Advisor of the month: May 2018
María del Carmen Caña Jiménez
Department of Modern and Classical Languages and Literatures, College of Liberal Arts and Human Sciences
What do you enjoy about your role in advising?
I thoroughly enjoy meeting with my students and discussing their academic career, and personal interests. I maintain an open door policy and I believe that advising is one of the most fulfilling aspects of my job at Virginia Tech as it allows me to truly get to know and guide my students as they become productive adults in society. I furthermore enjoy following up with my advisees once they leave VT, as it gives me an opportunity to see how far they have gone. In advising, I enjoy tailoring my students' interests, strengths, and weaknesses to the academic and extra-curricular offerings at VT. Some of the most fulfilling advising has come from opening a new door for a student who thought they had their career figured out. By challenging them to think outside the box, I am able to see them make great strides as students, scholars, and people.
In what ways have you contributed to advising in your department/area?

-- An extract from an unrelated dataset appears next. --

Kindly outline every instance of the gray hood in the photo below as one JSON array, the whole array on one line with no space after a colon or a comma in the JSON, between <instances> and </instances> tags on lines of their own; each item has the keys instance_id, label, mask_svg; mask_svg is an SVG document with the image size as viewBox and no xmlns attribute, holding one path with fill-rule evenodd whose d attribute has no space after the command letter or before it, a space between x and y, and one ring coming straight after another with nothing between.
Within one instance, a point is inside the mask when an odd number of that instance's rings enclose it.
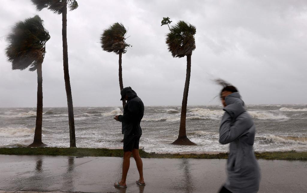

I have developed advising brochures regarding careers in my area, and have attended many recruiting events wherein I have had the opportunity to advise potential and incoming students on the academic opportunities available to them in FLL. I am particularly proud of the work on the brochure, as it helps current and prospective students envision their next steps after graduating from VT. In December 2015, I organized and co-hosted a recruitment event for Hispanic high school students from Harrisonburg County Schools, where I provided them with important academic and career information. Again, I strongly believe that effective advising takes into consideration what our students hope to achieve in the short and long term. I also serve as a faculty advisor for a RSO, Olé at VT, a flamenco dance group that was borne from dance classes I taught both informally and as a special study. I have furthermore served as an advisor for an Honors Seminar in Hillcrest Hall. I am also a Faculty principal of the Residential College at West Ambler Johnston. In addition to my official advising duties, I constantly serve as an informal advisor to Hispanic/Latino students. Together with the Hispanic/Latino Caucus I established biweekly mentoring lunches at El Centro as an effort to develop mentoring networks among Hispanic/Latino students, faculty and staff.
What advice would you give to other professionals who want to a make a difference in the life of their students?

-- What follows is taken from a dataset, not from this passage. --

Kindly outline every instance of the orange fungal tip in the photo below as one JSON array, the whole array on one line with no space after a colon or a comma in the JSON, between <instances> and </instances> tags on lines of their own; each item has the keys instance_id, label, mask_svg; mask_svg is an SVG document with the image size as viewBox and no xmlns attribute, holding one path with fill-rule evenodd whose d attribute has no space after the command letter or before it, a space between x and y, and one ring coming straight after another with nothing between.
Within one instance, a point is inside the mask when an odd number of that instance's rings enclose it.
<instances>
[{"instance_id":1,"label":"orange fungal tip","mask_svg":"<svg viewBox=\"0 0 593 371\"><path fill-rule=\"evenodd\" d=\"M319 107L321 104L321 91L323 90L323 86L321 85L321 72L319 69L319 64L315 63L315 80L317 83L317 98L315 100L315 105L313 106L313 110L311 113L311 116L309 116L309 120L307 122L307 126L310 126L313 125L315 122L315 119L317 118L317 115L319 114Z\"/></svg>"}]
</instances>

Get to know your advisees and their interests. By getting to know our students in their many facets, we can help them make the most productive decisions here at VT. Academic advising should be seen as more than simply completing a checksheet—it is how we can ensure our students get the most out of their education and experience at VT. It is a rewarding experience for students and ourselves as advising professionals, as we share in their many successes and accomplishments in Blacksburg and beyond.